Не представляю, ставил ли он ее кому-нибудь до меня, но почему-то сейчас кажется, что не ставил. И шаг назад, который я делаю, чтобы прогнуться над пропастью, и его руки на моей талии, не позволяющие упасть, текучим движением возвращающие назад, все это настолько правильно, остро, ярко, что хочется кричать. Сильные плечи под ладонями и вытягивающийся в вертикаль зрачок, от которого что-то внутри меня окончательно дуреет.
От этого или от короткого прикосновения жестких пальцев к горящим бедрам.
Моя жизнь для тебя
На года, на века.
В бесконечности лет, в переменных эпохах…
Там, где ты, там и я,
Эта правда легка:
Я с тобой навсегда, до последнего вздоха.
Это танец-прикосновение, в котором непонятно, кто ведет, но это и не важно.
Я отступаю, он шагает за мной, резко уходит вправо, и я втекаю в движение следом за ним. Кажется, дыхание уже давно существует отдельно от меня, вместе с тем, кто рычит в звездное небо эту выносящую сердце песню. Это танец-признание или танец-прощание, почему-то мне сейчас кажется, что это именно так, в ритме хлещущей над нами мелодии огня. Разбивающейся о камни, вспарывающей ночное небо и искрами фейерверка осыпающейся вниз на каждом нашем движении. Его ладони скользят по моему телу, мои – по его.

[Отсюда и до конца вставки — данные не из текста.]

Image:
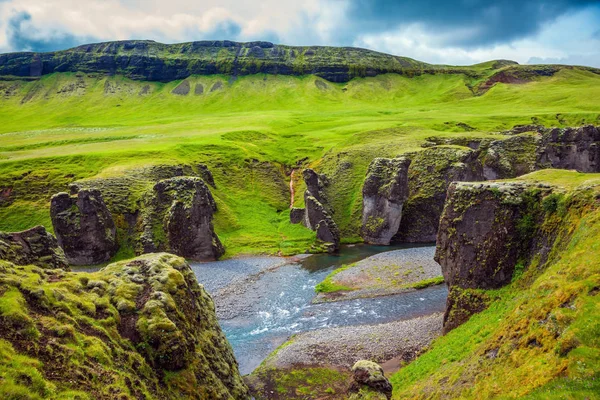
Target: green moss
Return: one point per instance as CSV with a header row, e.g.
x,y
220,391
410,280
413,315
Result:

Под пальцами жесткая щетина и такие же жесткие пряди волос.
Кадык Гроу дергается, когда я втекаю бедрами в его пах.
Медленно, горячо, жарко.
Я вздрагиваю, когда его ладони ложатся на мои ягодицы.
Жестко, сильно, остро.
Я тебя отпустил,
Потому что был слеп,
Потому что, увы, не готов был признаться…
В том, что чувством зовут,
Что оно для меня
Всех важнее устоев, успехов, сенсаций.
Разворот, в котором я ухожу в арку его рук, чтобы оказаться спиной к нему, вышел неожиданно острым. Чуть подалась назад, позволяя телу вливаться в его и чувствуя, как ладонь на моем бедре становится каменной, а та, что сжимает пальцы, слегка дрожит. Я впитывала дыхание Гроу, как если бы каждый его вздох проходил сквозь меня через курточку. И не только дыхание, я чувствовала его всего. Везде. Каждую напряженную мышцу сильной груди спиной, каменный пресс поясницей и все, что ниже, – чувствительными ягодицами. Мы словно сливались воедино, повторяя друг друга, каждый контур, каждый изгиб тела.